Fast track Solution for adjustable rate mortgage: Homeowner who took a loan and its payment is now beyond their affordability may qualify for a 5 year deferment on the introductory rate. To be eligible following criteria should be met: 1. The loans should have been taken between January1, 2005 and July 31,2007. 2. The loan should have been due for an interest rate reset between January1, 2008 and July 31, 2010. 3. Should have an initial fixed rate period of 36 months or less.

If homeowners meet the eligibility criterion under any of the above stated programs, they will be notified by Wells Fargo. Also to qualify you must be earning enough to pay for your expenses over and above the mortgage payment. However as a borrower you can also be proactive and contact Wells Fargo and see if you qualify. As a borrower seeking loan modification help, you would be required to do following:

Understanding of the application process: As a homeowner you would be required to correctly and honestly fill out the application forms and submit it to the bank. The application form generally requires proof of your financial hardship, expenses, and income statements.
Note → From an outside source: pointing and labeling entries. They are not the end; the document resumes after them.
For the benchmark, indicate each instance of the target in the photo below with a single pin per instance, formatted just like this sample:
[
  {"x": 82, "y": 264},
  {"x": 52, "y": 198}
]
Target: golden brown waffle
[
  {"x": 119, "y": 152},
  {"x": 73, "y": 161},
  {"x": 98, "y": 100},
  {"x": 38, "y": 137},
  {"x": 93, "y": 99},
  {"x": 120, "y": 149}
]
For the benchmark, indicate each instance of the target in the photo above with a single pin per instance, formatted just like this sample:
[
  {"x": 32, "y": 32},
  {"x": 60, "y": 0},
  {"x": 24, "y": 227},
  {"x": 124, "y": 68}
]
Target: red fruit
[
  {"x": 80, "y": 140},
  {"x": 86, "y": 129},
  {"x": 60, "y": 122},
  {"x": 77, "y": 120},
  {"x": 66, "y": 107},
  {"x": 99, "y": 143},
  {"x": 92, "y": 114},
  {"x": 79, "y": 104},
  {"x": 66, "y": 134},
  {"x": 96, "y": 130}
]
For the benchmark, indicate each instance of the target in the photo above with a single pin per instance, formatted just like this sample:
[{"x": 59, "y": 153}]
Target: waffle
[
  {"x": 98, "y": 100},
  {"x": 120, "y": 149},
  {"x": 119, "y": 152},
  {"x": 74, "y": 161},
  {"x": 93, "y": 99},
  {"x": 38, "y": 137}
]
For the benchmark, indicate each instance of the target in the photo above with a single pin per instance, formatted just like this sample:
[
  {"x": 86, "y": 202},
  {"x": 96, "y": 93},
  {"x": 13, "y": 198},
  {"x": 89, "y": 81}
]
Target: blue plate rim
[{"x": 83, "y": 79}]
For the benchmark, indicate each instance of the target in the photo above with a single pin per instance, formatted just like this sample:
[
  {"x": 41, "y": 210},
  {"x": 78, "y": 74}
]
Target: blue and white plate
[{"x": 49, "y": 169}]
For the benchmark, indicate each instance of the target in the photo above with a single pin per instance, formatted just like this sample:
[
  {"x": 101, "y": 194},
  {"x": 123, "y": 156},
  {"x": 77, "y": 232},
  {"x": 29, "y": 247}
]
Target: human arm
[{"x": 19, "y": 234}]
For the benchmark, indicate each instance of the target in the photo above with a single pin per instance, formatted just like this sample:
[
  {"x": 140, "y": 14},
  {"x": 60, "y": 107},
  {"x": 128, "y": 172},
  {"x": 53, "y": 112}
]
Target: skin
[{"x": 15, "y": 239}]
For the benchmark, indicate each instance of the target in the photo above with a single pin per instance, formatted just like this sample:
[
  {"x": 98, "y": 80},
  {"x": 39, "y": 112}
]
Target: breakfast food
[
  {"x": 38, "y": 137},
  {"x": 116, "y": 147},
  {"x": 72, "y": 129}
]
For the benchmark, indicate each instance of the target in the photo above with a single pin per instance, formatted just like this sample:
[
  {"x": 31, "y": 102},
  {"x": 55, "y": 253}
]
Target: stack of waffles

Your form is the plea of your need to the bank, just thinking of it as a paperwork to be done away would be a big mistake. Make all your earnest effort to reflect your need genuinely in that form. Along with the form you have to send a financial hardship letter stating the reason you are seeking the home loan modification for. Try making it as compelling as possible without exaggerating or understating your need.

Gather information: You might want educate yourself on how to calculate you debt to income ratio, how to calculate your expenditure. This knowledge comes handy for filling up accurate data in the bank forms. You can also hire a specialized mortgage modification company to help you with forms.